Schaut man sich Omans Geschichte an, sieht man tatsächlich eine große Weiterentwicklung seit der Machtergreifung des aktuellen Sultans Qabus 1970. Er hatte das Land, das unter seinem Vater noch sehr rückständig war, in den folgenden Jahrzehnten für Wirtschaft und Tourismus geöffnet sowie Straßen, Schulen und Krankenhäuser gebaut. Politisch wurden einige Konsultationsmöglichkeiten eingeführt, letztlich bleibt aber der Sultan doch Alleinherrscher – auch nach zaghaften Protesten im Frühjahr 2011, die er nicht nur durch einige Zugeständnisse und neue Sozialmaßnahmen beruhigte. Auch die Repression gegen Oppositionelle hat seither stark zugenommen. Da sich der Sultan nun schon bald seit einem Jahr aus gesundheitlichen Gründen in Deutschland aufhält, wächst in Oman die Unruhe und die Frage, welche Richtung das Land nach seinem Tod einschlagen wird, zumal bisher kein Nachfolger fest steht. In Hintergrundgesprächen geben auch omanische Ministerialbeamte zu, dass der Einfluss radikaler Gruppen, die von Nachbarn wie Saudi-Arabien gestützt werden, zunehmen könnte.
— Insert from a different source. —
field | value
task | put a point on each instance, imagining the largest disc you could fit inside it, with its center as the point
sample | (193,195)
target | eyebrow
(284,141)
Dann wäre vermutlich auch Schluss mit den liberalen Umgangsformen, die sich manche Muslime im Sultanat erlauben.
In der Bar eines großen Hotels in Maskat sitzt ein junger Ministerialbeamter im traditionellen weißen Gewand und mit der typisch omanischen bunt bestickten Kappe auf dem Kopf. Er trinkt gemütlich sein Bier und erzählt offen von seinem undogmatischen Lebenswandel. In die Moschee gehe er nicht, auch faste er nicht im Ramadan – letzteres allerdings wisse seine Familie nicht. Er komme mehrmals in der Woche auf ein Bier hierher. Denn im Geschäft kann er selbst keinen Alkohol einkaufen, dafür ist er auf Freunde angewiesen, die als Ausländer dieses Recht haben. Immerhin ein Kasten deutsches Bier lagere zur Zeit noch in seiner Single-Wohnung.
Der omanische Shura-Rat, eine gewählte Kammer mit nur beratender Funktion, hatte zwar im vergangenen Jahr ein allgemeines Verbot von Alkohol vorgeschlagen; auch Ausländer sollten keinen Alkohol mehr kaufen und konsumieren dürfen. Von Regierungsseite hieß es nun aber kürzlich, man plane diesen Vorschlag nicht umzusetzen. Vielleicht deshalb, weil damit nicht nur die Tourismusindustrie, sondern auch das Bild des vergleichsweise liberalen Sultanats Oman Schaden leiden würde.